Lamentaron y condenaron los hechos.

“Son hechos lamentables, la verdad estoy enojado, estoy furiosos de lo que pasó porque no se vale que un personaje haga esto y ya hablé con el fiscal para llegar a las últimas consecuencias”, dijo el mandatario.

La reportera de Pie de Página cuestionó: ¿Se ha o se va analizar la salida del comisionado de seguridad ante la falta de resultados?

“El vicealmirante tiene todo mi apoyo no me voy a dejar llevar por esos personajes que atacan y atacan para que a Morelos le vaya mal (…) no puedes acabar con una violencia en 5 meses y a lo mejor ni en un año”.

Admitió que su gobierno no puede solo con el problema de inseguridad y solicitó apoyo de la federación: “que nos apoye a tener más elementos de  la Policía Federal o del Ejército”.
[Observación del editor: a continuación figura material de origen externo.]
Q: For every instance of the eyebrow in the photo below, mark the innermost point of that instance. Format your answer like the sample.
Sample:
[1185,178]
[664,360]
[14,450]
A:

Referente a las declaraciones de la senadora Lucía Meza pidió que dejen el cargo si no pueden, destacó lo siguiente:

“Es lamentable que toda esta gente aproveche estos acontecimientos que no se vale, como cuando ocurrió lo del sismo,  ella tiene aspiraciones a ser gobernadora , todo mundo dice que sigue involucrada con Graco Ramírez (…) le pido que no aproveche para las campañas en seis años”.

¿Hay avances en las investigaciones?

Uriel Carmona, fiscal estatal, informó que el arma fue una Glock 9 mm y de acuerdo con las pruebas periciales, en 2017 estuvo en poder de la Fiscalía, entregada por la Comisión Estatal de Seguridad Pública como parte de la cadena de custodia, pues había sido utilizada para cometer otros delitos.

Sobre las líneas de investigación no dio muchos detalles, destacó que ninguna hipótesis se puede descartar incluso la denunciada en redes sociales por el abogado Roberto Castrejón, padre de una de las víctimas, donde señala como responsable a los dirigentes del Nuevo Grupo Sindical, encabezada por Bulmaro Hernández Juárez y su hijo, Benhur Hernández.

Cero Ambulantaje por Decreto

José Manuel Sanz, jefe de la Gubernatura, informó que se retomará la figura de Decreto para combatir el ambulantaje.

“Nosotros hicimos un par de reuniones con los líderes de los comerciantes como una forma democrática pero hablando con el gobernador definitivamente vamos a manejar el Decreto como figura porque no puede haber ambulantaje”.

Y recordó que “el decreto desde la administración de Graco Ramírez se  dictó que no podía haber ambulantaje y eso es lo que se va hacer”.